The reason why most Christians don’t follow a plan like mine, and instead prefer sex is because they think that marriage is not a lifelong commitment with the purpose of serving God, but a recreational arrangement in which they will get their needs met without having to do anything. They go to church, they listen to sermons, they sing songs, and they have feelings about all of their churchy stuff. But they don’t really know what marriage is about or how to prepare for it or how to choose someone who will be a good mate. Rather than do the work, they try to short-circuit the process with sex, and then hope for the best. They trust their emotions and intuitions.
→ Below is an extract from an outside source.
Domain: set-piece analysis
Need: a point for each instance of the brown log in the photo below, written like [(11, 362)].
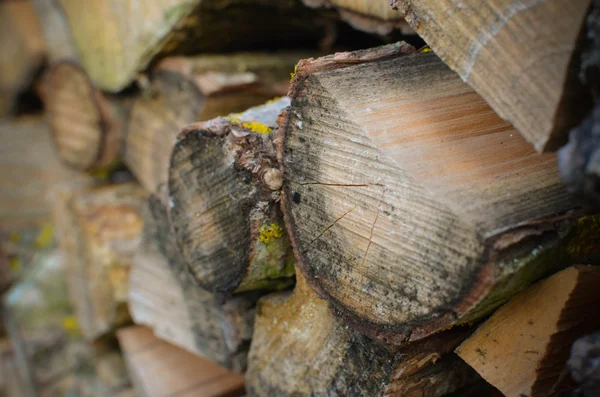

They don’t want to take away the spontaneity of romance by sitting down and evaluating people to see if they really are Christians and whether they think of marriage as being about commitment and self-sacrifice as a way of serving God.

I do blame pastors for not educating women about how to prepare for marriage. I think the problem is that Christians pastors are too focused on reading the Bible, and not focused on integrating the Bible with external truth from history, science, etc. They stand at the front of the church giving speeches, but they never explain why what they are saying is true. Pastors are notoriously bad at apologetics – they tend to just drone on and on about things that they are not able to support evidentially. And the people listening just don’t bother to do it, since they are not persuaded that anything the pastor says is true. So, even if the pastors tell their flocks to get married and stay married, they don’t really convince why they ought to care what the Bible says, or how to achieve the goals set in the Bible through practical preparation and wise decisions.

I think that the right place to start with people on chastity is by showing them the costs for children who grow up in broken homes. Just studying that brings up the question: what should adults do in order to make sure that they don’t hurt children by being reckless and irresponsible? The answer is: adults should be chaste before marriage and then get married and be faithful and fulfill the roles or father/husband and mother/wife. And, adults should understand what laws and policies encourage or discourage people to get married and stay married, and vote for pro-marriage (anti-feminist) policies. All of the studying laws, policies, economics, etc. flows from that desire to do no harm to children. Even better than doing no harm would be to have a plan to have a marriage that will be a model to non-Christians while producing influential Christian children at the same time.

Who is supposed to explain why people should get married and how to prepare for marriage and how to select someone to marry and how to proceed with a courtship? Well, pastors are the ones who should know about these things. But they are often afraid to put moral boundaries on people who want to be guided by their emotions and the moral standards of their same-age peers and popular culture. And it’s not just a refusal to set moral boundaries and to prove them out using evidence – pastors also shy away from telling their flocks about how different laws and policies provide incentives and disincentives to people to either get married or not, or to stay married or not. How can people vote intelligently for a set of laws and policies that are marriage friendly when they never even think about such things? Pastors don’t want to annoy their flock, and they think that reading and thinking annoys their flock.

I think that we need to ask pastors to do a better job of integrating their Bible teaching with real evidence and arguments, and to integrate Christian values with laws and public policies that support those values, and to have real, practical advice on how to prepare for and execute courtship and marriage.